Breakfast at Whangaparoa Bay, SH35 (The Pacific Coast Highway)

For example, I got to thinking: one of my favourite things about these weekends away was definitely cooking on the cuff. Without all the tools and ingredients available at home, and only the selected items that I'd deemed useful enough to bring along.  After previous camping trips, we had a list of things that we knew we would need: a good knife, pan, mandoline, tongs, can opener, oil, salt and black peppercorns (ground with two flat stones found somewhere in the South Island). Chickpea flour was also on the list this time.  Being off the grid for some of those weekends required forward-thinking when it came to what we would want to eat; and what we would want to eat would have to work with that set of tools and little refrigeration, if any.

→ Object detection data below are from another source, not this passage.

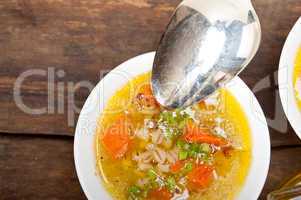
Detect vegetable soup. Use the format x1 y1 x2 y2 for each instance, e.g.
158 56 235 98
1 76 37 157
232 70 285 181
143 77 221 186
293 48 301 109
96 73 252 200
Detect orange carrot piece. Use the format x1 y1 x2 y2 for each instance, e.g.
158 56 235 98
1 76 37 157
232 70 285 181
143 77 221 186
183 122 227 146
148 188 172 200
170 160 185 173
187 165 213 190
101 117 130 159
137 84 159 108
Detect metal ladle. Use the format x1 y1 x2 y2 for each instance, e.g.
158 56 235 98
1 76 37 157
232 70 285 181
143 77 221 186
151 0 261 109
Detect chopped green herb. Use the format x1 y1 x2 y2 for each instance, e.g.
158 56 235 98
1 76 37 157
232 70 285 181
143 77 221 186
190 143 201 153
184 162 193 172
188 151 198 158
128 185 142 200
177 140 185 149
179 151 188 160
200 143 211 153
147 169 157 180
166 176 176 192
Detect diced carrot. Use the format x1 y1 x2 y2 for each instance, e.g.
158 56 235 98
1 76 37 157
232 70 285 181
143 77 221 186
187 165 213 190
101 117 130 159
183 122 227 146
148 188 172 200
170 160 185 173
136 84 159 109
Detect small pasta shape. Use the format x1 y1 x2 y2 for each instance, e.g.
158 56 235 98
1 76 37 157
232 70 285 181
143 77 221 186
152 129 164 144
138 162 152 171
157 164 170 173
153 147 166 164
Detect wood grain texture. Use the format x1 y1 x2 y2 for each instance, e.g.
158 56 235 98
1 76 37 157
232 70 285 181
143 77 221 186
0 135 301 200
0 135 85 200
0 0 301 146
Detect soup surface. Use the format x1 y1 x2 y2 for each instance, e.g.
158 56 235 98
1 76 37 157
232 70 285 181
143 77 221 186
293 48 301 109
96 73 252 200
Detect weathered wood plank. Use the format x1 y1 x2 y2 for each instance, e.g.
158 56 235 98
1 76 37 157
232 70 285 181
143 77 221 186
0 0 301 146
0 135 85 200
260 146 301 200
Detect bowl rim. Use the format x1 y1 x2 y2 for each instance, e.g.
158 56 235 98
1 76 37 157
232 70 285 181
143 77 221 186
278 17 301 139
74 52 271 200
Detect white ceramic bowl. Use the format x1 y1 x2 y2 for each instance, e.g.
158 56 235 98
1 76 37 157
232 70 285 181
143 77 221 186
278 18 301 138
74 52 270 200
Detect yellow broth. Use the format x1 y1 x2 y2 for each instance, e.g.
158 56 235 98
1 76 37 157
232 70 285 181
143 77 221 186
96 73 252 200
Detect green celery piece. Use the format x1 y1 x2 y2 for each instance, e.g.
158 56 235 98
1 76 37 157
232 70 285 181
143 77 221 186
128 185 142 200
200 143 211 153
184 162 193 172
176 140 185 149
147 169 157 180
190 143 201 153
179 151 188 160
166 176 176 192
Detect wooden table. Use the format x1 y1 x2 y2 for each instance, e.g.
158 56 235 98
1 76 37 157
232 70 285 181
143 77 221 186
0 0 301 199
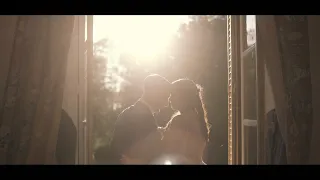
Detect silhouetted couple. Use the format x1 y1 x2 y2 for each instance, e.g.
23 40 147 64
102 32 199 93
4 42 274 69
110 75 209 164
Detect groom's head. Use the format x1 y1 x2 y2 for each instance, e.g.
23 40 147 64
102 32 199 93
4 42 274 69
143 74 171 109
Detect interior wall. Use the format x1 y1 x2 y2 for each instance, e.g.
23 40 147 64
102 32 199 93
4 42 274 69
264 67 275 113
0 16 18 116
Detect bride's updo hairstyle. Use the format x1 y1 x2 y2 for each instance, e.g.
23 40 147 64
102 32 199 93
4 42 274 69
170 79 210 140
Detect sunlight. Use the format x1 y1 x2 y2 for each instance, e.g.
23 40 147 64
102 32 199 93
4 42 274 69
164 160 172 165
93 15 188 60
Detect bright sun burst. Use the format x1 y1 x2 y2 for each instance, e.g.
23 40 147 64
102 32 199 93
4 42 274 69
93 15 188 59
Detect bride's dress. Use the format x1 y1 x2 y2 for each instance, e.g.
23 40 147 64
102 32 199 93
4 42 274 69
160 111 206 165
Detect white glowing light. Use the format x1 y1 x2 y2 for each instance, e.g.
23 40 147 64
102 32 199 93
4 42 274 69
164 160 172 165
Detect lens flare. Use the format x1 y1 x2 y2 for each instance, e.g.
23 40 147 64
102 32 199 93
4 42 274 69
164 160 172 165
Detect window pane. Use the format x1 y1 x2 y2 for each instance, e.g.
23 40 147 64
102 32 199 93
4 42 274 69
246 15 256 47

After all that, the meals of greatest success were: 
  • Zucchini fritters; then,
  • Zucchini fritter, carrot and peanut butter sandwiches;
  • Beetroot, chickpea and feta salad (with Steak);
  • 2 Bean and Beef Nachos; and,
  • Spaghetti Carbonara  

Dinner at Sponge Bay, Gisborne

So simple and relatively quick, I was proud to prepare these meals even if there was no-one to share it with other than ourselves.  Cooking away from home need not be limited to instant-anythings.  (However if it's instant noodles, with an egg stirred through towards the end of cooking, I could be okay with that.)

Thursday, April 18, 2013

Kedgeree: my kind of breakfast

I've never been into cereal or jams.  On a rare occasion, I'll crave sweet crepes topped with lemon juice and sugar, or cinnamon-crusted french toast served with fresh berries, maple syrup and a dusting of icing sugar.  Sometimes I'll even yearn for a glazed apricot danish, one complete with a smooth custard filling perfectly complementing the tartness of the fruit and light crispiness of the pastry.  For the other 362 days out of the year, however, I want savoury.

Photo from

While I enjoy the traditional, like an omelette with mushrooms, cheese and fresh herbs within or a full Irish breakfast with both black and white puddings, I most desire a non-western style breakfast.  Dishes like Huevos Rancheros (eggs served with refried beans on fresh corn tortillas and ample salsa atop, lime on the side); Nasi Lemak (Malaysia's national dish composed of steamed rice cooked in coconut milk, fried anchovies, slices of cucumber, roasted peanuts, sambal and a sliced boiled egg with the addition of rendang as a post-breakfast variation); or the simple Spanish 'pan con tomate' (toasted bread rubbed with garlic and tomato, drizzled in good olive oil and a pinch of sea salt): these are the types of morning meals that excite me most, the ones that make me pause and think, smiling, "this is so good!"

Another such breakfast is kedgeree.  A dish I've been wanting to make for awhile now, a visit to the brilliant Nikau Cafe on Friday for lunch gave me an extra push of inspiration.  Nikau has long been renowned for their kedgeree and I am sure at least half of their customers must order this at least every second visit.   They even sell their recipe as a lovely teatowel.  Like most things though, and especially food, there are many variations of the basic idea.